The enigma of the Black Nazarene
What about the life-size image of the Nazarene brought by Spanish missionaries from Mexico on a galleon in 1606; black, because charred in a ship fire but “miraculously” spared? What about the annual commemoration of its transfer to Quiapo Church in 1767, this “traslacion,” this tsunami-like wave hugging the land, carrying hordes stuck to each other like one heaving chain?
The numbers amaze. Five million in a snap. On a demographic note, where do they come from and who are they? That’s almost half of Metro Manila’s population compressed on a 6.1-kilometer stretch. (Picture salivating politicians; “How can I get their vote?” Do not underestimate; one has given away panties, according to an Inquirer report). Easily, half look like zealous, barefoot denizens of the CDE sector. How many are poor, underemployed, undereducated? What does that say of the state of the nation, and of the Church as well?
The question that many people ask about this phenomenon is whether it is a demonstration of “faith or fanaticism.” Cardinal Luis Antonio Tagle, archbishop of Manila, is keenly aware of the dichotomy. That’s perhaps why he goes straight to the crux of the question and clarifies whether one is a “devotee or fanatic,” expectedly veering toward faith.
Faith (emphasis mine) as distinguished from Faith as a religion, is a quieter Presence, a stronger Power.

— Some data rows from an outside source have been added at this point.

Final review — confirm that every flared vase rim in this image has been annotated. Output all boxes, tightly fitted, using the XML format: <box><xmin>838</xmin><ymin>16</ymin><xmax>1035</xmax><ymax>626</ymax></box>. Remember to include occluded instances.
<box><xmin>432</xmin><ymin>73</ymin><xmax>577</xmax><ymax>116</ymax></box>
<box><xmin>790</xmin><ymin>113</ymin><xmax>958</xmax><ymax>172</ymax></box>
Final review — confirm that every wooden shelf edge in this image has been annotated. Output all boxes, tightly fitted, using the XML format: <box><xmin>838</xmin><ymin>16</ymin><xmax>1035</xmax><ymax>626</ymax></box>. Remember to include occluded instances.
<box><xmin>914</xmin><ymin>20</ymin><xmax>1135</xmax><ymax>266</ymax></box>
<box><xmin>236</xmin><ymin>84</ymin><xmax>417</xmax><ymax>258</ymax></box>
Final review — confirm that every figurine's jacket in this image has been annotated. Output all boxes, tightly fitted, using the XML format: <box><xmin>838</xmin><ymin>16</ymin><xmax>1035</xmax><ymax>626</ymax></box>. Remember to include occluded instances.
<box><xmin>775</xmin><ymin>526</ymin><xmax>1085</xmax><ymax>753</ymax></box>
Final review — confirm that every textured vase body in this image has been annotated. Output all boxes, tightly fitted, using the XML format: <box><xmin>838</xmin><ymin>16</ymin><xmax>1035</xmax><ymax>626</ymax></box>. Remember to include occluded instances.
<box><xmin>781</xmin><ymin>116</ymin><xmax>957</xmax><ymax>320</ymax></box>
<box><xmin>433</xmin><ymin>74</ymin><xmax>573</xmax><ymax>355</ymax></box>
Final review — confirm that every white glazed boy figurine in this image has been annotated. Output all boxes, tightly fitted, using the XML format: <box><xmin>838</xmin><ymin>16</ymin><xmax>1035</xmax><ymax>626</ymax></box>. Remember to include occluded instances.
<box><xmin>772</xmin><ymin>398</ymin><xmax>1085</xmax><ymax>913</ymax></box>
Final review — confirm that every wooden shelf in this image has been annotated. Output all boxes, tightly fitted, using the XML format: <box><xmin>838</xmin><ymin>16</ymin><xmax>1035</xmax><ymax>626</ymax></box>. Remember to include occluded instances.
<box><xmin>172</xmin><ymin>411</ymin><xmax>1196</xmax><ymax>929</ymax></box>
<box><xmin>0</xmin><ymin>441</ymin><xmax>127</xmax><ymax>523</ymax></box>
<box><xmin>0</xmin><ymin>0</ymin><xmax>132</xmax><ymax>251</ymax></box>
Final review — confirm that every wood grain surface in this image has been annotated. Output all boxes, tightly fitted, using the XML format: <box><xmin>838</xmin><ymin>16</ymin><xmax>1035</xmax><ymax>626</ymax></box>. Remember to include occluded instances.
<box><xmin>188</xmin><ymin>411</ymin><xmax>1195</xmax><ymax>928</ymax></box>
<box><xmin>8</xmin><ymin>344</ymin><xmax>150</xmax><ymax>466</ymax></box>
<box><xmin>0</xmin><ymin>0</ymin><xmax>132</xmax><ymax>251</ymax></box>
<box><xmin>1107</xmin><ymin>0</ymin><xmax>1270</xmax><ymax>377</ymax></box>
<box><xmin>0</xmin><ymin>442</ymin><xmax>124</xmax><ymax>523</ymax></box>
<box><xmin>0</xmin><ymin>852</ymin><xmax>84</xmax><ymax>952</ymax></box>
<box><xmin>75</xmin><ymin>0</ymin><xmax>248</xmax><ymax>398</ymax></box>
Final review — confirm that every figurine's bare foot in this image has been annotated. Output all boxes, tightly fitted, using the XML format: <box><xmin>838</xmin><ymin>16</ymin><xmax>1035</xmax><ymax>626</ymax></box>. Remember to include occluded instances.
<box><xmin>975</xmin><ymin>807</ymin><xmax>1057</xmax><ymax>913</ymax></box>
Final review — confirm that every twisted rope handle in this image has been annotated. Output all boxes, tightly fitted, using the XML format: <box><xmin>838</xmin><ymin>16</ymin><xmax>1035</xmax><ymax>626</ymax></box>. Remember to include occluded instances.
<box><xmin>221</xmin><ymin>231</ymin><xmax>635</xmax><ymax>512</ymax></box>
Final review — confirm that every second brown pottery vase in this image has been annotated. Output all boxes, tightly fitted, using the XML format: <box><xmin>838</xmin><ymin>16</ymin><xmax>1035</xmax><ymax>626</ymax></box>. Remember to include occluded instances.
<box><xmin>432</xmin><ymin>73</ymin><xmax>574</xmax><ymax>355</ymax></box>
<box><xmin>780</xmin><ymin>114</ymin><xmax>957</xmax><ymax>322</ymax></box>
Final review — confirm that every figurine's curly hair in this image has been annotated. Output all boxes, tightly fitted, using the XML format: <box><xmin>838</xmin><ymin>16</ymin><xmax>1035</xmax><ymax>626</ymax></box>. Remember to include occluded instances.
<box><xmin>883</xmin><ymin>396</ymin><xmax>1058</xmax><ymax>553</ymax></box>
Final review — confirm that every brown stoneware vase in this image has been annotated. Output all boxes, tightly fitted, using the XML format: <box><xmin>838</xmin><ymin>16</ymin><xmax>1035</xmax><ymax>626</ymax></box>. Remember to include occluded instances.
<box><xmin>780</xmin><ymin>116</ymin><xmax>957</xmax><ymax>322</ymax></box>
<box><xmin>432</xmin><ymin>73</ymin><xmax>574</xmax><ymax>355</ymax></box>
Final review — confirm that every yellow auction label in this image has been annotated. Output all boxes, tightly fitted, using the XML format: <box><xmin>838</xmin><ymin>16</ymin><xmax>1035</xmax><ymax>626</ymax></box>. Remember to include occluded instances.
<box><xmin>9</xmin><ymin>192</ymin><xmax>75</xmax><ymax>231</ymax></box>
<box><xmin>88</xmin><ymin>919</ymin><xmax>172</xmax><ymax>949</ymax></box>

It alights for moments or abides forever in one’s deep center. Unique and personal, one’s faith is like no other’s, not even of those who profess the same religion. It is what remains in the face of the inscrutable human condition, the inexplicables and the unanswerables before which Einstein must say “I can’t explain it.” Only Faith, blind and total, remains standing when all else fails, the mark a person lives by.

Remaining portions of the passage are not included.